Moreover, Kristensen said, the guidelines do give a class III recommendation in specific instances—namely, giving beta-blockers without titration and giving beta-blockers in the setting of lower-risk noncardiac surgeries.

More Transparency Needed

Also troubling to Francis and Cole is the fact that concerns about the integrity of the DECREASE trials—which ultimately led to lead author Dr Don Poldermans's dismissal —were raised in July 2011. In November 2011, the ESC released a press release acknowledging Poldermans's dismissal, saying it was "saddened" by the situation but promising to "carefully" review the guidelines. New guidance was not ultimately released until another year and a half went by.

"For a matter of life and death, it has taken almost three years from research being discredited to the recommendation level being reduced," Francis commented to heartwire . "Can we build ways to move faster in future?"

Kristensen, in response, observed that while some critics have charged the guideline committee with being too slow, others have complained they rushed the document out. "The fact is that we have been putting this document together over one and a half years"—no mean feat, given the 20 to 25 experts involved in the writing process, plus approximately 100 outside reviewers. Moreover, the guidelines deal with a much broader range of topics than just beta-blockers. "To get all of this together and come up with a document that both the authors and the reviewers actually agree upon is a process that takes time," he insisted.
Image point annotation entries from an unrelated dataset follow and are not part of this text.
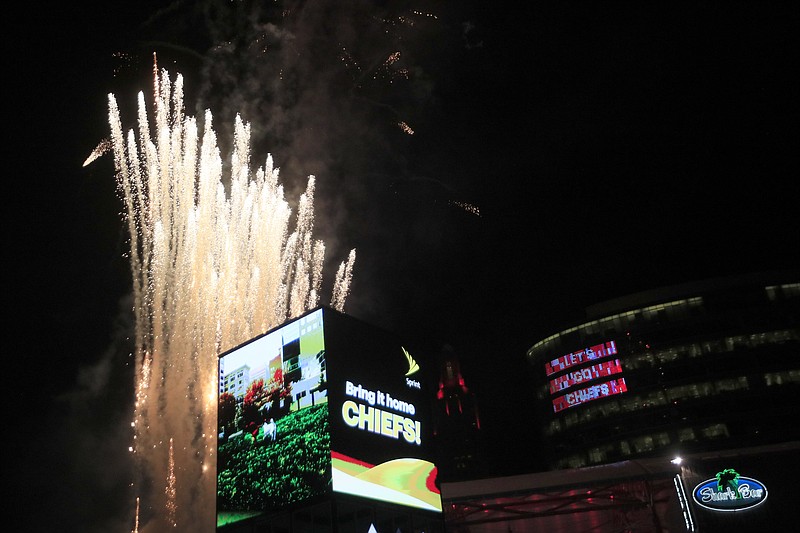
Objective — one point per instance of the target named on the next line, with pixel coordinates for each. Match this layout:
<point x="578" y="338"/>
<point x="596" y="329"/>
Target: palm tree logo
<point x="728" y="478"/>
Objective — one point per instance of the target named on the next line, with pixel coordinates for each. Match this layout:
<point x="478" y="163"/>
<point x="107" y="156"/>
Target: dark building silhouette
<point x="684" y="369"/>
<point x="457" y="426"/>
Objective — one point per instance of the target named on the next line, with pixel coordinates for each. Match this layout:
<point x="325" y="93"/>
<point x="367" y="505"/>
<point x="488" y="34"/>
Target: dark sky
<point x="609" y="148"/>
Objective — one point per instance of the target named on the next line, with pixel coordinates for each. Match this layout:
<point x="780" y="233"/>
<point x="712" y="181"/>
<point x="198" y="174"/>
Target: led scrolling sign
<point x="585" y="374"/>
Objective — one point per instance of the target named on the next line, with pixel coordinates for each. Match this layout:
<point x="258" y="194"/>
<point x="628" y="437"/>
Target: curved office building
<point x="705" y="366"/>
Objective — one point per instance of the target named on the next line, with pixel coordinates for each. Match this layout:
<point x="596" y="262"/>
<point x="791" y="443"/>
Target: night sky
<point x="608" y="148"/>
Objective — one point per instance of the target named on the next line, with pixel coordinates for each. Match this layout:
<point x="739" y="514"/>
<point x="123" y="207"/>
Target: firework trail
<point x="211" y="269"/>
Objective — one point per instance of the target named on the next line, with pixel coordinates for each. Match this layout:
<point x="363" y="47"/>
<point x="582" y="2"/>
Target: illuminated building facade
<point x="457" y="425"/>
<point x="685" y="369"/>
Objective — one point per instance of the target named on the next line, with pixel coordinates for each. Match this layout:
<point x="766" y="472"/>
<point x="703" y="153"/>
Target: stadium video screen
<point x="322" y="405"/>
<point x="580" y="368"/>
<point x="380" y="418"/>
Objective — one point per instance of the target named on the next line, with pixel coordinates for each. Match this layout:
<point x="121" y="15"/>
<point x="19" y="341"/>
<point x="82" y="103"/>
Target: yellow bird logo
<point x="412" y="365"/>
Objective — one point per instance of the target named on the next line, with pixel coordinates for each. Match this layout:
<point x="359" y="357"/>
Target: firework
<point x="212" y="267"/>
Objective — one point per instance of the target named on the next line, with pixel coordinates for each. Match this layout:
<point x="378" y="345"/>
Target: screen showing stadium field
<point x="323" y="405"/>
<point x="274" y="433"/>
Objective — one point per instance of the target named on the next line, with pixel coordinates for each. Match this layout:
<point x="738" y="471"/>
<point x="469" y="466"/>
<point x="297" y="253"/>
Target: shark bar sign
<point x="729" y="492"/>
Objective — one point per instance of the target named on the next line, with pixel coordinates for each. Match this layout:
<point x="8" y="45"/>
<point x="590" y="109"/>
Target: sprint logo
<point x="413" y="368"/>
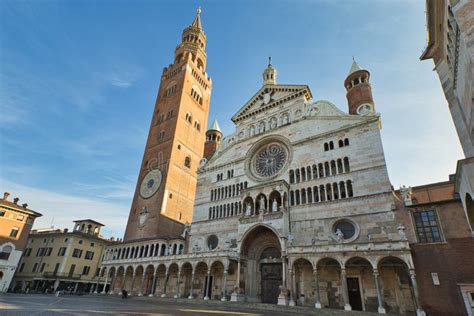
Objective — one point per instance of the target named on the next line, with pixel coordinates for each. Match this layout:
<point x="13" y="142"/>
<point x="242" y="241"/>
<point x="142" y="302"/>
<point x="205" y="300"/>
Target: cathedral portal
<point x="263" y="266"/>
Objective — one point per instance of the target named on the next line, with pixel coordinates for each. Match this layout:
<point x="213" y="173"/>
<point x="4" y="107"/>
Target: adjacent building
<point x="59" y="259"/>
<point x="451" y="46"/>
<point x="16" y="222"/>
<point x="442" y="247"/>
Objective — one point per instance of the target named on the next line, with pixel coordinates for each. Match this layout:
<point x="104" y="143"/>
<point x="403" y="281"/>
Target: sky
<point x="78" y="83"/>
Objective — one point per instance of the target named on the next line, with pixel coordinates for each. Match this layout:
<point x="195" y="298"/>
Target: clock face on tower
<point x="150" y="183"/>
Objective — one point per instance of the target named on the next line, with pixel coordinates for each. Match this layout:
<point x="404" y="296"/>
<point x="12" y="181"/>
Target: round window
<point x="346" y="228"/>
<point x="212" y="242"/>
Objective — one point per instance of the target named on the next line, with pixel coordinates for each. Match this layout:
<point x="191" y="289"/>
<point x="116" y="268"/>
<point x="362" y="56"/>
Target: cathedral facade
<point x="294" y="207"/>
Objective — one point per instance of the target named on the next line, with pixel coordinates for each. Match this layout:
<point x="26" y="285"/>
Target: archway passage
<point x="263" y="269"/>
<point x="470" y="210"/>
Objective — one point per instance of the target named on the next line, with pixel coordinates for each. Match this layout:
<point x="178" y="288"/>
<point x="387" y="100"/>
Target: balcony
<point x="57" y="275"/>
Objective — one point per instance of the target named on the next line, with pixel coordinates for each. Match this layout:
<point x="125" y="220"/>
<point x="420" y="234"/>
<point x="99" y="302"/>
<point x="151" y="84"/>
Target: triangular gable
<point x="279" y="94"/>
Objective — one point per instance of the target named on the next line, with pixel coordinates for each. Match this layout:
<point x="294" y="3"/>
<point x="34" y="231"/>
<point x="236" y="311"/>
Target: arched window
<point x="349" y="188"/>
<point x="347" y="168"/>
<point x="315" y="194"/>
<point x="333" y="167"/>
<point x="6" y="251"/>
<point x="339" y="166"/>
<point x="187" y="162"/>
<point x="322" y="194"/>
<point x="335" y="190"/>
<point x="326" y="169"/>
<point x="328" y="192"/>
<point x="342" y="189"/>
<point x="321" y="170"/>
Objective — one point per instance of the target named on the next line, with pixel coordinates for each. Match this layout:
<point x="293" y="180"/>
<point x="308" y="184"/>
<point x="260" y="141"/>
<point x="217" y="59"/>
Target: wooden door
<point x="271" y="281"/>
<point x="355" y="298"/>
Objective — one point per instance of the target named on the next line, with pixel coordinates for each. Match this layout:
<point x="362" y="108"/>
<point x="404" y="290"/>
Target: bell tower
<point x="213" y="140"/>
<point x="166" y="186"/>
<point x="359" y="91"/>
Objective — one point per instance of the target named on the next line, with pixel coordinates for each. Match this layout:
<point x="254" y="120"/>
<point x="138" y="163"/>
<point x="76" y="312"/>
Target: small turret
<point x="213" y="140"/>
<point x="269" y="74"/>
<point x="359" y="91"/>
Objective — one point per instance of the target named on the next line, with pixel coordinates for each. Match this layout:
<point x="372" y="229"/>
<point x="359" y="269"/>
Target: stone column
<point x="112" y="284"/>
<point x="381" y="309"/>
<point x="207" y="285"/>
<point x="419" y="309"/>
<point x="166" y="283"/>
<point x="177" y="284"/>
<point x="96" y="285"/>
<point x="345" y="293"/>
<point x="105" y="283"/>
<point x="224" y="286"/>
<point x="292" y="288"/>
<point x="132" y="283"/>
<point x="153" y="284"/>
<point x="318" y="294"/>
<point x="192" y="285"/>
<point x="140" y="291"/>
<point x="238" y="275"/>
Cole and Francis argue that the entire guideline process needs to change, pointing out that ESC guideline committee members currently sign confidentiality statements that require all discussions during guideline development to remain "secret and confidential."

"There seems to be no clause permitting ESC experts to raise the alarm when needed, even to prevent loss of life," Cole and Francis lament.

On this point, Kristensen countered that confidentiality agreements are an unavoidable necessity that guarantee the independent views of the participating experts.

"I don't like to use the word 'secrecy,' because it implies you are trying to hide something, but we need confidentiality because, while we need something that in the end is a recommendation for physicians to follow, there are a lot of intermediate steps that might cause confusion. There are also commercial issues, because clearly there would be an interest from industry that have either drugs or devices [that would be used to greater or lesser degrees] in the new guidance."

He added that if a "huge issue" arose during the guideline process that more than one person was concerned about, "then of course we would consider how to deal with that. But I think, while the committee is working, it has to be in a room where we have confidentiality: anything else would make for a lot of confusion."

Francis and Cole have no conflicts of interest.